XIV

O Arianismo




1.

Introdução.

Até a época em que surgiu o Arianismo, as heresias não eram coisa nova na Igreja. Quando apareciam, anteriormente, os bispos, como guardiães do depósito da fé, as condenavam e preveniam os fiéis; e os inovadores, ao serem expulsos da Igreja, não conseguiam, após sua condenação, manter sua posição na Igreja ou suas posições heréticas.

Com o Arianismo, porém, deu-se uma transformação a este respeito. No ano 318 Ário, presbítero da Igreja de Alexandria, começou a propagar suas idéias a respeito da natureza do Verbo. Segundo elas, o Verbo não seria Deus mas apenas uma criatura. O bispo de Alexandria, Alexandre, chamou-o à ordem e chegou a reunir um concílio local com cerca de cem bispos do Egito e da Líbia que condenaram os erros de Ário e o excomungaram junto com um grupo de cinco presbíteros, seis diáconos e dois bispos, seus partidários.

Ário, porém, não aceitou a condenação e procurou apoio exterior, na Palestina, e com o apoio conseguido iniciou uma verdadeira guerra de acaloradas controvérsias. O Oriente cristão acabou por transformar-se em toda a parte num cenário de conflitos e disputas.

2.

A doutrina do Arianismo. I. A natureza de Deus.

A doutrina ariana parte da afirmação da absoluta unidade e transcendência de Deus, fonte inoriginada de toda a realidade.

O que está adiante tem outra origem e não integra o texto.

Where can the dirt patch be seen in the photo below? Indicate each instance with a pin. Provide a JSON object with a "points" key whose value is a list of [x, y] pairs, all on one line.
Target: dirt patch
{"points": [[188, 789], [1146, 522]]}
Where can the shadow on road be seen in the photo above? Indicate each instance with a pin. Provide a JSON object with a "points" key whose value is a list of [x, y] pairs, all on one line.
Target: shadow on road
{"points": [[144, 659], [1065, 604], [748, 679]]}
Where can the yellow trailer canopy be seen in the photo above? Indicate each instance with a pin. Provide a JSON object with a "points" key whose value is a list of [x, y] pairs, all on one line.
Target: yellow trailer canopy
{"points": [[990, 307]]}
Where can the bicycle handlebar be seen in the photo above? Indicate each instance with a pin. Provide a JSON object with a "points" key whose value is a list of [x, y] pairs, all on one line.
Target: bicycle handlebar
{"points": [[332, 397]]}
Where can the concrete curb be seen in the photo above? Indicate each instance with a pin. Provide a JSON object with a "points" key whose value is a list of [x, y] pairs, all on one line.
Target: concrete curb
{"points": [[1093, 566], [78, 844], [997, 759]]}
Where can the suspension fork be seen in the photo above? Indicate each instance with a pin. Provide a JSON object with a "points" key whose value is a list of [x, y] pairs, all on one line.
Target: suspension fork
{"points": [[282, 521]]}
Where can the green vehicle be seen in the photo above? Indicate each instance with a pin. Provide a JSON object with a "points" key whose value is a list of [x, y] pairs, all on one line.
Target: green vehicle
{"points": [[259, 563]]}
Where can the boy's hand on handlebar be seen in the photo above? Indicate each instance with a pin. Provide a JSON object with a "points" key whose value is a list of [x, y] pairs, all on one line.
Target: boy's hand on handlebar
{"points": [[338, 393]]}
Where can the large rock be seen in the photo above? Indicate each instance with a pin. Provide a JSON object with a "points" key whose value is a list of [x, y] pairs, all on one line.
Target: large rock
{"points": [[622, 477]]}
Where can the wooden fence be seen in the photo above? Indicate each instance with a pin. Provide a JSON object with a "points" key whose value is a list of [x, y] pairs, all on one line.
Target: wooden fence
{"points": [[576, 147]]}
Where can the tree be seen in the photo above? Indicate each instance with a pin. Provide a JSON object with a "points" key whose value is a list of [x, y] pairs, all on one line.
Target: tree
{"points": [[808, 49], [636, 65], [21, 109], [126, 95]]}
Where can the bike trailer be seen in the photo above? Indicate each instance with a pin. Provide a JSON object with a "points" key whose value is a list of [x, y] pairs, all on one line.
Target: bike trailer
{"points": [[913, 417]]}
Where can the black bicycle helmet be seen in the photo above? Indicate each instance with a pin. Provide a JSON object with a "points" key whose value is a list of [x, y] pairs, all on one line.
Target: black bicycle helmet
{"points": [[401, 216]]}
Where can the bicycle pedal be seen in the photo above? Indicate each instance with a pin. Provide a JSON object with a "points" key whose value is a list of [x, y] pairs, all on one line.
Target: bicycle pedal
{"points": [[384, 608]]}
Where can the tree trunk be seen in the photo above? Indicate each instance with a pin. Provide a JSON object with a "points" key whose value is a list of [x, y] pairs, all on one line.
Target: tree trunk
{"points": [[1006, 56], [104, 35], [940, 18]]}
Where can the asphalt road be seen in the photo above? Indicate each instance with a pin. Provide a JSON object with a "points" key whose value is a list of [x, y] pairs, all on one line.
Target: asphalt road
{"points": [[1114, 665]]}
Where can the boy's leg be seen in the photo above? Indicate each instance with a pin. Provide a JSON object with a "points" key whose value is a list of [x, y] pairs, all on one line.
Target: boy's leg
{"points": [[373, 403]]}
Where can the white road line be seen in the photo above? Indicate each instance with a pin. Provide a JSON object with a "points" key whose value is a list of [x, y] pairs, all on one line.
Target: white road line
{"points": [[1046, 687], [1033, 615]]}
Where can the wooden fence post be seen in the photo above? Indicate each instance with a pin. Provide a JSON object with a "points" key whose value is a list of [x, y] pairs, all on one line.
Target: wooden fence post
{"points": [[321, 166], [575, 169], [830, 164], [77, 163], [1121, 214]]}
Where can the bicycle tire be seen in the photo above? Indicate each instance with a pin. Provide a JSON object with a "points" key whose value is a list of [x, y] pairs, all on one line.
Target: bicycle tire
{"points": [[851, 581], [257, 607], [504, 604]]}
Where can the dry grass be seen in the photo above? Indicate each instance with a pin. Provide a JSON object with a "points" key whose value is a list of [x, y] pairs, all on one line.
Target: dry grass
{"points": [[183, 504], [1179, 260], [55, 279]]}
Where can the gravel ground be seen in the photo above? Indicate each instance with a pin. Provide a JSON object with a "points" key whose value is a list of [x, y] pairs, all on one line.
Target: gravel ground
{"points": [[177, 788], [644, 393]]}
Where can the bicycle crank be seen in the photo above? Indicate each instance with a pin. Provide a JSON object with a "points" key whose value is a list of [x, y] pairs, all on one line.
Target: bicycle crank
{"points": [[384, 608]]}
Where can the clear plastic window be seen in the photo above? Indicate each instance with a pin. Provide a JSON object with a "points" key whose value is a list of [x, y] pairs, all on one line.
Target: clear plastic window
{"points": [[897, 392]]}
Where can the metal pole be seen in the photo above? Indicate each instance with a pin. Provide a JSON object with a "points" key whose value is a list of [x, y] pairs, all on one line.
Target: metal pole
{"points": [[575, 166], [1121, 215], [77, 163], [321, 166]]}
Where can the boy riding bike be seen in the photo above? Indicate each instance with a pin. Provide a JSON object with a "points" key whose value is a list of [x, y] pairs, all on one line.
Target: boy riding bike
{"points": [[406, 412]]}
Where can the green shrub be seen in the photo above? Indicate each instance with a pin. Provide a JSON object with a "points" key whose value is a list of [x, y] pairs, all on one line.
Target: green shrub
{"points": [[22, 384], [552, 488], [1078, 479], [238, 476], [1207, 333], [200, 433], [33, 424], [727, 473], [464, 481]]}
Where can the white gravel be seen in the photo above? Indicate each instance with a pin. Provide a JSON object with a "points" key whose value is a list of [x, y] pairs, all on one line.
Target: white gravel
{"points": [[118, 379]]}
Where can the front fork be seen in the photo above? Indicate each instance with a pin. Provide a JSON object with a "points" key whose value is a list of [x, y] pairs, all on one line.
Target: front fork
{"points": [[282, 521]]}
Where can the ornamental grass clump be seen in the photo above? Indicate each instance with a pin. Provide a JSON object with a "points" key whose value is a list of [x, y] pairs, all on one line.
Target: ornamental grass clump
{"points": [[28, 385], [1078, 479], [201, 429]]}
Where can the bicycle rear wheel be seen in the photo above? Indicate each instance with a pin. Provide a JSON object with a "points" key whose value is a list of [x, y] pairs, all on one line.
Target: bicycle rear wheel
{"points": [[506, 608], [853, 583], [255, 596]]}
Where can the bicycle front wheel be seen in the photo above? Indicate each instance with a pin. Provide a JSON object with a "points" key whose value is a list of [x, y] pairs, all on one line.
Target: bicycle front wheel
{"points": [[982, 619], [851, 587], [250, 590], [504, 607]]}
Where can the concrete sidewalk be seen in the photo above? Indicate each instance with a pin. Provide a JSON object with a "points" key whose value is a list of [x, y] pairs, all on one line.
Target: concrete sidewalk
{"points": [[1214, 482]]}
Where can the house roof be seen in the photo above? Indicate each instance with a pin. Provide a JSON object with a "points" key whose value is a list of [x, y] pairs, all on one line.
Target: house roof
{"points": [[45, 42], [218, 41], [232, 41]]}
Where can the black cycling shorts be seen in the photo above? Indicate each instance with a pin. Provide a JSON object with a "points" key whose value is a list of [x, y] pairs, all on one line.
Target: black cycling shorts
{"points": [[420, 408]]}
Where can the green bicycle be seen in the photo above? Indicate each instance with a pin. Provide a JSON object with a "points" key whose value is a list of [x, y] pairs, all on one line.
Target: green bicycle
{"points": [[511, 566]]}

Sendo único, transcendente e indivisível, o ser ou essência (`ousia') da Divindade não pode ser compartilhado ou comunicado, pois Deus conceder Sua Substância a algum outro ser, não importa quão elevado, significaria ser Ele divisível e sujeito à mudança, o que é inconcebível. Além disso, se qualquer outro ser participasse da natureza divina em um sentido próprio, haveria uma dualidade de seres divinos, enquanto que a divindade é, por definição, única.

3.

A doutrina do Arianismo. II. A natureza do Verbo.

Como o mundo contingente não podia suportar o impacto direto da ação do Pai, este usou o Filho ou Verbo como um seu órgão de criação e atividade cósmica.

Em relação à natureza deste Verbo, Ário colocou o seguinte:

A.

O Verbo é uma criatura.

B.

Como criatura, o Verbo teve um início.

De fato, acerca do Verbo Ário afirmou que

"embora nascido fora do tempo,
antes de sua geração Ele não existia".

A posição segundo a qual o Verbo seria co-eterno com o Pai parecia para Ário que implicaria na existência de

"dois princípios auto existentes",

o que significaria a destruição do monoteísmo.

C.

O Filho não tem comunhão nem conhecimento direto de seu Pai.

Embora o Filho seja o Verbo e a Sabedoria de Deus, Ele é distinto daquele Verbo e daquela Sabedoria que pertencem à própria essência de Deus. O Filho é uma criatura pura e simples, e somente possui estes títulos porque Ele participa no Verbo e Sabedoria essenciais.

D.

O Filho é sujeito à mudança e até ao pecado.

Um dos arianos, em uma conferência, surpreendido por uma questão súbita, admitiu que o Filho poderia ter caído como o demônio caíu, e isto era o que eles em seus corações acreditavam. Sua doutrina oficial, entretanto, foi uma modificação desta afirmação no sentido de que, enquanto a natureza do Filho em princípio estaria sujeita ao pecado, Deus em sua previdência previu que Ele permaneceria virtuoso por sua própria e firme resolução.

Referências:
Santo Atanásio : Contra Arianos 2,24; 1,5; 2,37;
Idem : De Decret. 8;
Idem : Epistola ad Alex. in op. De Synodis.
Alexandre : Epistola Encyc. 10.

4.

Em que sentido o Verbo pode ser chamado Deus ou Filho de Deus.

Perante estas colocações, poderia perguntar-se em que sentido, segundo os Arianos, o Verbo poderia ser chamado Deus, ou mesmo Filho de Deus.

Suas respostas seriam que estes, de fato, seriam apenas títulos de cortesia.